These days, the crassness knows no bounds. Officials at Lowe's Motor Speedway, stepping way over the line between witty and tasteless, offer some race tickets for the dollar amount equivalent to the number of cars involved in the biggest wreck this past Sunday at Talladega Superspeedway. The folks at the FOX television network, never one to let a golden marketing moment slip away, use footage of the calamitous final-lap accident in a prime-time commercial promoting their telecast of Saturday night's race at Richmond. One moment, there's Jack Bauer, chasing the bad guys. Next moment, there's Carl Edwards, hurtling into the fence.

Joe Menzer says Carl Edwards' crash should be a wake-up call that Talladega is not safe.

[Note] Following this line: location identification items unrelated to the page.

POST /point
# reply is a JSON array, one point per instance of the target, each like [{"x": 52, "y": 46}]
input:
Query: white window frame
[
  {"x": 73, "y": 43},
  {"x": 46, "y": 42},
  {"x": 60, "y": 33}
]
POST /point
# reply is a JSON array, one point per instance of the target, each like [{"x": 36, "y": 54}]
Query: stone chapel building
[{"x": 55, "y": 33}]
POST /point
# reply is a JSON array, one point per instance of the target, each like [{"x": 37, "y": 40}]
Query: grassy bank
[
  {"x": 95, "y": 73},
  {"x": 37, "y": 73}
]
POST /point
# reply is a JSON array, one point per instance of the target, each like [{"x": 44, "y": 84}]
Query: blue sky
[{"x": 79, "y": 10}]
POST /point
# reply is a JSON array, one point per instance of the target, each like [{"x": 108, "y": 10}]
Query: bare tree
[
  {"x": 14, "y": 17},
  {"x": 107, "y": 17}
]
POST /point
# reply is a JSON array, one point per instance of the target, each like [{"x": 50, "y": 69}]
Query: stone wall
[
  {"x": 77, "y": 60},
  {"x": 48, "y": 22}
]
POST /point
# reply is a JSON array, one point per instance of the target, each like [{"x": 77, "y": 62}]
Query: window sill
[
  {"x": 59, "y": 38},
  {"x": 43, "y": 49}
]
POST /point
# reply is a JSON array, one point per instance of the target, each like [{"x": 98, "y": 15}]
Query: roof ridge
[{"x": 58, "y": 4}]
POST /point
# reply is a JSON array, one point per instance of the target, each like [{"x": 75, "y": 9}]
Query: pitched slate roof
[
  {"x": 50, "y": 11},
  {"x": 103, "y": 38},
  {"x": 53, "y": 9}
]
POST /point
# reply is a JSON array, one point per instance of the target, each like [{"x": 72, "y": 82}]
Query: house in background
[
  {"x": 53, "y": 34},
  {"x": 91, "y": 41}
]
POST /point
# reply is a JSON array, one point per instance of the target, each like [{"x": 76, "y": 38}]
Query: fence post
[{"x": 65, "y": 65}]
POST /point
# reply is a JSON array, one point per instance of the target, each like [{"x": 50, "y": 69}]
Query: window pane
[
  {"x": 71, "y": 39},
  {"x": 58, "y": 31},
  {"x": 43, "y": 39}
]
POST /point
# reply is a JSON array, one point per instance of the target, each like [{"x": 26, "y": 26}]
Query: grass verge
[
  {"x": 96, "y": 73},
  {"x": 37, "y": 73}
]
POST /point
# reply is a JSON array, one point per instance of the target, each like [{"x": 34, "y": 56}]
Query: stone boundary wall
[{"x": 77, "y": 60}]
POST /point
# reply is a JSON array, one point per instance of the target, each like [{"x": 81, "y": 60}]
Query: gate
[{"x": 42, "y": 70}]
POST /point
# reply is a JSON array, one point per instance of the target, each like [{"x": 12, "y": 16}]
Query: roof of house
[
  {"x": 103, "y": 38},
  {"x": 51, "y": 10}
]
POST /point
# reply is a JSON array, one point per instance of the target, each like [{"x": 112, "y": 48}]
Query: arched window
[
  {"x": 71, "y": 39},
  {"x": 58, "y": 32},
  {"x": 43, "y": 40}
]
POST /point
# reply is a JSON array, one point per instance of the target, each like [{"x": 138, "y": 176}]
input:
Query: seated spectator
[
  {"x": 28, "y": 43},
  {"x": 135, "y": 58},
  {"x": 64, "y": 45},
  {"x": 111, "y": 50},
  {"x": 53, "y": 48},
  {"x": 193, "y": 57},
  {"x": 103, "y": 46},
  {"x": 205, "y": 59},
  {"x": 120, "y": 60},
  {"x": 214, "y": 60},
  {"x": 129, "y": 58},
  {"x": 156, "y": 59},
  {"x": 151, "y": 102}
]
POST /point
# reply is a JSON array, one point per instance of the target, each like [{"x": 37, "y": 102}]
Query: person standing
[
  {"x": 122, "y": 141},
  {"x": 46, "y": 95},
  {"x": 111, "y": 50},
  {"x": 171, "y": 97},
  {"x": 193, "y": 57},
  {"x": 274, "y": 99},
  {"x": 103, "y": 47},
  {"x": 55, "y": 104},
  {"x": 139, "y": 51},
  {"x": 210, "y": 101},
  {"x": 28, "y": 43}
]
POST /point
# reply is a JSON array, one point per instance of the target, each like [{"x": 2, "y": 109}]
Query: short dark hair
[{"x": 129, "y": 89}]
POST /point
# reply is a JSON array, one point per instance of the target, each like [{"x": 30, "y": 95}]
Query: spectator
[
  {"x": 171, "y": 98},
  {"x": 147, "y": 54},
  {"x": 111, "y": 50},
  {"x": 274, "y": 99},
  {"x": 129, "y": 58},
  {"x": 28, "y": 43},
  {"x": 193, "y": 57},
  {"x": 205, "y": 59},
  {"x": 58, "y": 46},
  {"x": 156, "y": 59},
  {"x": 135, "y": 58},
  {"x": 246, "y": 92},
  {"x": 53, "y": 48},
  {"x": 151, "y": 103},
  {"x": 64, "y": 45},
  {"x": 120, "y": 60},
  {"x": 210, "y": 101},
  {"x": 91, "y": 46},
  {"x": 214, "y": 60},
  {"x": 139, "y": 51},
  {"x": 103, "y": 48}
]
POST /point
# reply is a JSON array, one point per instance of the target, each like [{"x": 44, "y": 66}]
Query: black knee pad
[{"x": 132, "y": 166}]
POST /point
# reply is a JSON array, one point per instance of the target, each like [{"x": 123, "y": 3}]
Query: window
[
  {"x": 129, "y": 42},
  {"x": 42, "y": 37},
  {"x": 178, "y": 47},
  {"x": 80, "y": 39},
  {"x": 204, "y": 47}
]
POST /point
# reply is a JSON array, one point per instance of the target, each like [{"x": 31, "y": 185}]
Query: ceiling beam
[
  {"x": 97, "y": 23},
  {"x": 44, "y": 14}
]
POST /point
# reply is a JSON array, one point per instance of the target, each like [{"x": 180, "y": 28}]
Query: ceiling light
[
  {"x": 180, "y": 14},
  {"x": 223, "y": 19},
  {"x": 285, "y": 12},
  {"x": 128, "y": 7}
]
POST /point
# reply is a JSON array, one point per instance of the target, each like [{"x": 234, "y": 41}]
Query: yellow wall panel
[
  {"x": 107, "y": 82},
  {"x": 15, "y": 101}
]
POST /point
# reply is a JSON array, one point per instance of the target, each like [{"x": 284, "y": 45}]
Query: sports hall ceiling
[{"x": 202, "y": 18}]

No matter that seven spectators were injured in the accident, or that Edwards' first thought after extricating himself from his crumpled race car was to let his wife and mother know he was alive. When it comes to Talladega Superspeedway, the Roman Colosseum of modern sports facilities, any hint of sensitivity gets tossed into the air like so many pieces of shredded sheet metal.
No wonder NASCAR is saying that a reconfiguration of the race track is unnecessary. No wonder too many fans are busy arguing yellow lines and blocking instead of debating the track itself. This is the culture you create when you build a speedway that caters to the lowest common denominator, a temple to chaos and destruction, a place that by its very existence seems to run counter to all the laudable safety initiatives implemented in the past decade.
It's as if once you step inside those high banks, the normal rules no longer apply. Drivers are filled with a sense of dread, and slide behind the wheel not necessarily hoping to win, but to emerge in one piece. Despite restrictor plates and roof flaps, cars pinballing off one another still go airborne with frightening regularity.
All too often something horrifically spectacular occurs, like a car flipping end-over-end or barrel-rolling down the frontstretch or slamming into the restraining fence. Every now and then you hear the beat of helicopter rotors, carrying a driver -- or in Sunday's case, a spectator -- to a hospital over in Birmingham for observation or treatment.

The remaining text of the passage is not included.